To: bot+e38be687a2450270a3b593bacb6b5795a7a74edb@syzkaller.appspotmail.com,
        syzkaller-bugs@googlegroups.com
Cc: dvyukov@google.com, gregkh@linuxfoundation.org,
        kstewart@linuxfoundation.org, linux-kernel@vger.kernel.org,
        linux-mm@kvack.org, pombredanne@nexb.com, tglx@linutronix.de
Subject: Re: BUG: workqueue lockup (2)
From: Tetsuo Handa <penguin-kernel@I-love.SAKURA.ne.jp>
References: <94eb2c03c9bc75aff2055f70734c@google.com>
        <001a113f711a528a3f0560b08e76@google.com>
In-Reply-To: <001a113f711a528a3f0560b08e76@google.com>
Message-Id: <201712192327.FIJ64026.tMQFOOVFFLHOSJ@I-love.SAKURA.ne.jp>
Date: Tue, 19 Dec 2017 23:27:24 +0900
Mime-Version: 1.0
Content-Type: text/plain; charset=us-ascii
Sender: linux-kernel-owner@vger.kernel.org
Content-Length: 1701
Lines: 40

syzbot wrote:
> 
> syzkaller has found reproducer for the following crash on  
> f3b5ad89de16f5d42e8ad36fbdf85f705c1ae051

"BUG: workqueue lockup" is not a crash.

> git://git.kernel.org/pub/scm/linux/kernel/git/torvalds/linux.git/master
> compiler: gcc (GCC) 7.1.1 20170620
> .config is attached
> Raw console output is attached.
> C reproducer is attached
> syzkaller reproducer is attached. See https://goo.gl/kgGztJ
> for information about syzkaller reproducers
> 
> 
> BUG: workqueue lockup - pool cpus=1 node=0 flags=0x0 nice=0 stuck for 37s!
> BUG: workqueue lockup - pool cpus=1 node=0 flags=0x0 nice=-20 stuck for 32s!
> Showing busy workqueues and worker pools:
> workqueue events: flags=0x0
>    pwq 2: cpus=1 node=0 flags=0x0 nice=0 active=1/256
>      pending: cache_reap
> workqueue events_power_efficient: flags=0x80
>    pwq 2: cpus=1 node=0 flags=0x0 nice=0 active=2/256
>      pending: neigh_periodic_work, do_cache_clean
> workqueue mm_percpu_wq: flags=0x8
>    pwq 2: cpus=1 node=0 flags=0x0 nice=0 active=1/256
>      pending: vmstat_update
> workqueue kblockd: flags=0x18
>    pwq 3: cpus=1 node=0 flags=0x0 nice=-20 active=1/256
>      pending: blk_timeout_work

You gave up too early. There is no hint for understanding what was going on.
While we can observe "BUG: workqueue lockup" under memory pressure, there is
no hint like SysRq-t and SysRq-m. Thus, I can't tell something is wrong.
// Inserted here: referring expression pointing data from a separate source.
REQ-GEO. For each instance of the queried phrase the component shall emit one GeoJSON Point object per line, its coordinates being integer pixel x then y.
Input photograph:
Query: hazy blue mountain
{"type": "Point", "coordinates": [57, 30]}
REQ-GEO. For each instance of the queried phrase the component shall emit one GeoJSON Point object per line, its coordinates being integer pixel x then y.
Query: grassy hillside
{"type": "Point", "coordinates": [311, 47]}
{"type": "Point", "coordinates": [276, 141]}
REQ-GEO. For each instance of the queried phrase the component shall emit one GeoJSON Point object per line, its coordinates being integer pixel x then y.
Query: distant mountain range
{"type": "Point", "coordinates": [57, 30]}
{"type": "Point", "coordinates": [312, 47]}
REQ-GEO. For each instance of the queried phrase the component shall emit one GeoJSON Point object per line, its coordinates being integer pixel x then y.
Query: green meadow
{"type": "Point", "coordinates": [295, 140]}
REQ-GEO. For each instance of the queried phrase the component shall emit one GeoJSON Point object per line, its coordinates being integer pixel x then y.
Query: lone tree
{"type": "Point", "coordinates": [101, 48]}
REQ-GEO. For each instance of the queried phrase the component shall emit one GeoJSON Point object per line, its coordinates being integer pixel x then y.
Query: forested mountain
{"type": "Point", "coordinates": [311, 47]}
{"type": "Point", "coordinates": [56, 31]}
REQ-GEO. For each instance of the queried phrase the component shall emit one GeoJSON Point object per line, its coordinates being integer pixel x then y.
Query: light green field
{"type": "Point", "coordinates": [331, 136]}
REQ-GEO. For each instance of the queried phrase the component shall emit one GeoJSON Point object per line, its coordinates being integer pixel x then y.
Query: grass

At least you need to confirm that lockup lasts for a few minutes. Otherwise,
this might be just overstressing. (According to repro.c , 12 threads are
created and soon SEGV follows? According to above message, only 2 CPUs?
Triggering SEGV suggests memory was low due to saving coredump?)